Australian
Wednesday 1/4/2009 Page: 4
Greg Combet appears to be on a collision course with the coalmining industry, which the new Parliamentary Secretary for Climate Change has been specifically charged with winning over to the Government's proposed emissions trading scheme. The coal-seat MP and former coalmining engineer confirmed in an interview with The Australian he would have "principal responsibility for consultations with the coal industry", which is incensed at its exclusion from the Government's plan to offer free permits to compensate trade-exposed companies.

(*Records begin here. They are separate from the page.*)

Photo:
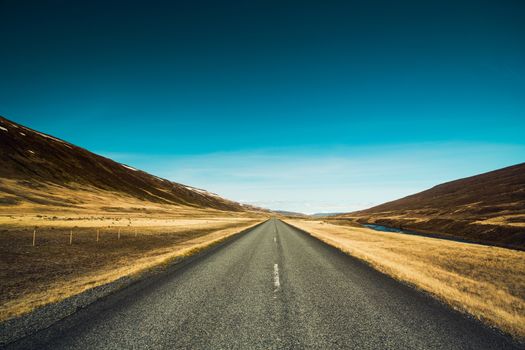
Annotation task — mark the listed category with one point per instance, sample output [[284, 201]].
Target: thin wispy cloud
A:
[[312, 180]]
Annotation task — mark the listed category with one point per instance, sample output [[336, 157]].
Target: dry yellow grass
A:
[[486, 282], [54, 270]]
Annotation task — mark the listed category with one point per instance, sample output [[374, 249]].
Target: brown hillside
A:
[[488, 208], [33, 163]]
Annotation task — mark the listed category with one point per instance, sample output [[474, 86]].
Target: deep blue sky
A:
[[160, 84]]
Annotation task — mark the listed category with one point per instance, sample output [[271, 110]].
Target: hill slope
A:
[[39, 169], [489, 208]]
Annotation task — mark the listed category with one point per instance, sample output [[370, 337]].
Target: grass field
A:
[[486, 282], [54, 269]]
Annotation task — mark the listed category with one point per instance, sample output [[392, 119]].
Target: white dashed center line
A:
[[276, 282]]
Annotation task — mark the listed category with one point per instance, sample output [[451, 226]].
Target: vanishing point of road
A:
[[273, 287]]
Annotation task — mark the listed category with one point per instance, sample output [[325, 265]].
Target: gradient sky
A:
[[305, 106]]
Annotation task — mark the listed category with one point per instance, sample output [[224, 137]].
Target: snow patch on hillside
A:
[[128, 167], [204, 192], [53, 138]]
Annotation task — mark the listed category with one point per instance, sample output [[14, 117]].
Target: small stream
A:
[[392, 229]]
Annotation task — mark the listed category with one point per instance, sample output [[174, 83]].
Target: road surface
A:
[[272, 288]]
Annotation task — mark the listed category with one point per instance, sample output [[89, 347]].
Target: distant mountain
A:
[[324, 215], [289, 213], [488, 208], [33, 163]]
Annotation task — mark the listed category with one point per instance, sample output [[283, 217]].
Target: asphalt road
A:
[[272, 288]]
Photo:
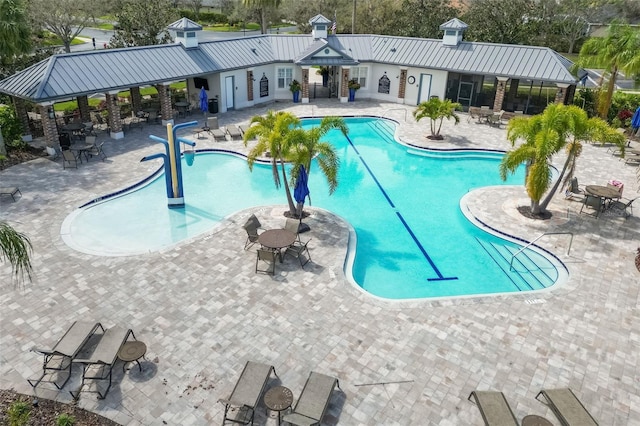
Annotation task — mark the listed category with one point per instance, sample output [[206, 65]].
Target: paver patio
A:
[[203, 312]]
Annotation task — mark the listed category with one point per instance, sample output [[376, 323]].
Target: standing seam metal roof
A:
[[83, 73]]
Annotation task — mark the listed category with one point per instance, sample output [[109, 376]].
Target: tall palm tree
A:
[[15, 248], [546, 134], [309, 146], [275, 135], [618, 51], [14, 29], [437, 110], [263, 6]]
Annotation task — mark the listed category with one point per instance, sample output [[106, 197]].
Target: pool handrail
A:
[[536, 239]]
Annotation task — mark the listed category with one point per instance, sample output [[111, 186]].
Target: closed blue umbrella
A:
[[301, 190], [203, 100], [635, 120]]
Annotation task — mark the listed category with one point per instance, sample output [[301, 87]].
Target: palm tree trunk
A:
[[292, 207], [552, 191]]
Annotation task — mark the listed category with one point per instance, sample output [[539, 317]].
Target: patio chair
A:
[[625, 208], [314, 400], [268, 257], [214, 129], [68, 157], [494, 408], [246, 393], [566, 407], [234, 132], [573, 190], [10, 190], [252, 234], [99, 365], [59, 358], [298, 250]]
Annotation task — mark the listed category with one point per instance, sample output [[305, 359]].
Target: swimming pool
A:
[[413, 241]]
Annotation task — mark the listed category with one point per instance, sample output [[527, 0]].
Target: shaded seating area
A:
[[99, 365], [494, 408], [241, 404], [566, 407], [314, 400], [59, 357], [10, 191]]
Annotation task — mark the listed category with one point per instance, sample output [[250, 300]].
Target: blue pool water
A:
[[412, 239]]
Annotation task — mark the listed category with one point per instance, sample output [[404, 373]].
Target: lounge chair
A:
[[494, 408], [59, 358], [567, 407], [234, 132], [214, 129], [99, 365], [10, 190], [247, 391], [268, 257], [313, 401]]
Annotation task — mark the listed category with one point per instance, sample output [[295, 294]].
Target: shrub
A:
[[65, 419], [19, 413]]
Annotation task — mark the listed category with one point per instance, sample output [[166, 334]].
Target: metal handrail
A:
[[536, 239], [399, 109]]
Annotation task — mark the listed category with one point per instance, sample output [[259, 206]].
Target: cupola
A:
[[186, 32], [319, 26], [453, 30]]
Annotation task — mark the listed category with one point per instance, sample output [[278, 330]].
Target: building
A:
[[242, 72]]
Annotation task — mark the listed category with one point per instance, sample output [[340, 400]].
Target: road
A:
[[102, 37]]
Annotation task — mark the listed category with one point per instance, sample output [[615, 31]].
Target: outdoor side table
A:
[[132, 352], [278, 399], [535, 420]]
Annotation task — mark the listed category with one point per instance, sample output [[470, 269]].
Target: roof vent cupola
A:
[[319, 26], [186, 32], [453, 30]]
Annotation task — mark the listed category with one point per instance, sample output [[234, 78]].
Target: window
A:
[[285, 75], [360, 74]]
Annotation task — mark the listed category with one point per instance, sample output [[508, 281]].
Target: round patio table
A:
[[535, 420], [602, 191]]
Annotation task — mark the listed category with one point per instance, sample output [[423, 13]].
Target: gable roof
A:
[[84, 73]]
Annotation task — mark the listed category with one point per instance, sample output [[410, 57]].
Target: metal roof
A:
[[83, 73]]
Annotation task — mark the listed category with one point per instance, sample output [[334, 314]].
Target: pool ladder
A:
[[536, 239]]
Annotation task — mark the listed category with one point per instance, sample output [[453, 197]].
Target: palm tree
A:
[[544, 135], [15, 247], [263, 6], [309, 146], [618, 51], [437, 110], [14, 29], [275, 135]]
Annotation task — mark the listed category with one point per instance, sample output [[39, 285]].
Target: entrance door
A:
[[425, 88], [229, 92], [465, 93]]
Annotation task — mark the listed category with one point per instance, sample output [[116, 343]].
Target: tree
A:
[[143, 23], [618, 52], [546, 134], [421, 18], [64, 18], [309, 146], [497, 21], [263, 6], [275, 135], [437, 110], [16, 248], [14, 29]]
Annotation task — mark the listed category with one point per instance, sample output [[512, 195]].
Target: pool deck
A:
[[203, 312]]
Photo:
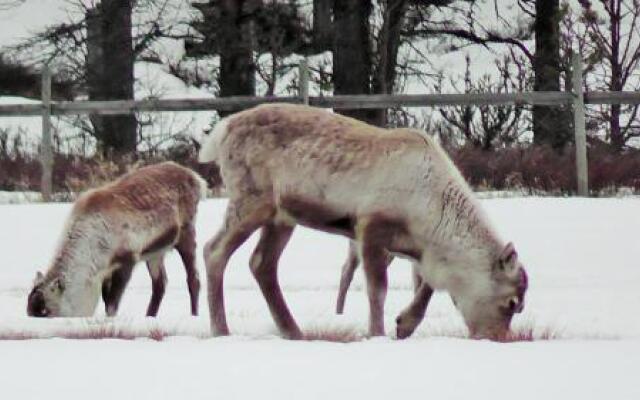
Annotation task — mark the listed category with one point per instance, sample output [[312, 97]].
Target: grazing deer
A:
[[393, 193], [139, 217]]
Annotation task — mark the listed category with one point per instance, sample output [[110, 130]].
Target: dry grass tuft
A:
[[529, 334], [337, 335]]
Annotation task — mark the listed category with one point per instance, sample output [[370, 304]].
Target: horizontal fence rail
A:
[[335, 102]]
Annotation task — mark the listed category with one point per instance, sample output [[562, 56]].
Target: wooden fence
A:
[[576, 98]]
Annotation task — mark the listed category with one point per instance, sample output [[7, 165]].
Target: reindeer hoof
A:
[[405, 326]]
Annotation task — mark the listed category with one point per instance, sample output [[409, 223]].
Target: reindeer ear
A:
[[38, 279], [508, 258]]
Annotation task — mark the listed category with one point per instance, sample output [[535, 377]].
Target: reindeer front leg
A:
[[410, 317], [113, 287], [374, 234], [242, 218], [264, 266]]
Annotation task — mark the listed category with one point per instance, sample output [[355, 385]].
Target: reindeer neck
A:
[[83, 253]]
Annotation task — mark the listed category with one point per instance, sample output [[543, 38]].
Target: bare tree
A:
[[613, 29], [488, 127]]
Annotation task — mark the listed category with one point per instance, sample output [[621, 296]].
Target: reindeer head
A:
[[488, 302], [45, 297]]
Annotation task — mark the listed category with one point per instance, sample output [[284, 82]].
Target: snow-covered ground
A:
[[582, 258]]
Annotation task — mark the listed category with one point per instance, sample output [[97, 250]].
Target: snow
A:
[[581, 256]]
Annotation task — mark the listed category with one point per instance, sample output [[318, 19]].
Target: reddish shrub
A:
[[539, 169]]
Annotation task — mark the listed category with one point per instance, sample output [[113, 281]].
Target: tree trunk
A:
[[110, 75], [551, 125], [388, 46], [237, 68], [352, 52], [616, 84], [322, 26]]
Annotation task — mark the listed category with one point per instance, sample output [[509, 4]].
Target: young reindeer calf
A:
[[394, 193], [139, 217]]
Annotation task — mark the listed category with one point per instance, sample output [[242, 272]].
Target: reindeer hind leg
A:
[[348, 269], [158, 275], [186, 247]]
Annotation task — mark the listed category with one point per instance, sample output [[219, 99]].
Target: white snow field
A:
[[582, 258]]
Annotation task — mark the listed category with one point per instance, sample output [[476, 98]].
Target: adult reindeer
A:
[[392, 192]]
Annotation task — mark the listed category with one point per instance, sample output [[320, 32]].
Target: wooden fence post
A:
[[304, 81], [46, 151], [579, 126]]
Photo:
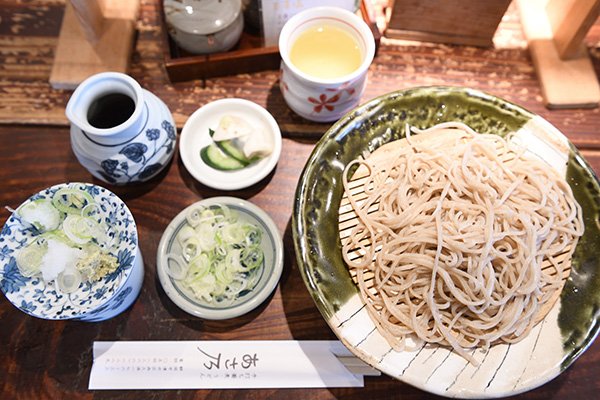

Mr Combet said his discussions with the coal industry would be about allocating the five-year $750 million "transitional" fund offered to coalminers by the Government, not about the industry's demand that it should get 60% of its permits for free a demand that would boost the industry's five-year compensation to about $2.5 billion. "It is not the Government's position or intention to treat coal as an emissions-intensive, trade exposed industry because of particular characteristics of that industry," Mr Combet said.
He cited the fact that the amount of gas produced during coalmining varied greatly from mine to mine and even within the same mine, making an industry-wide compensation formula difficult. Mr Combet conceded that mines with geological characteristics that happened to make them gassy were particularly vulnerable to additional costs at a time when the coal price was falling. "I will be talking to those mines in particular about how we can use the already announced package to assist them," he said.
According to the Australian Coal Association, the $750 million package is unfair and inadequate and qualification for 60% free permits is "non-negotiable". "The coal industry believes it has been unfairly excluded from the emissions-intensive compensation even though it clearly qualifies under the Government's formula, and we are in talks with the Government and the Opposition and the other senators to make sure that we are included in that compensation scheme in any legislation that passes the Senate," ACA executive director Ralph Hillman said.
Opposition emissions trading spokesman Andrew Robb said coal should be treated "like any other trade-exposed industry". Mr Combet warned the business community that sinking the ETS in the Senate, where the Coalition, the Greens and the independents have all expressed grave reservations, could be worse for it than the costs the scheme could impose. In a speech to the Committee for Economic Development of Australia today, Business Council of Australia president Greg Gailey, calls for political bipartisanship on climate change.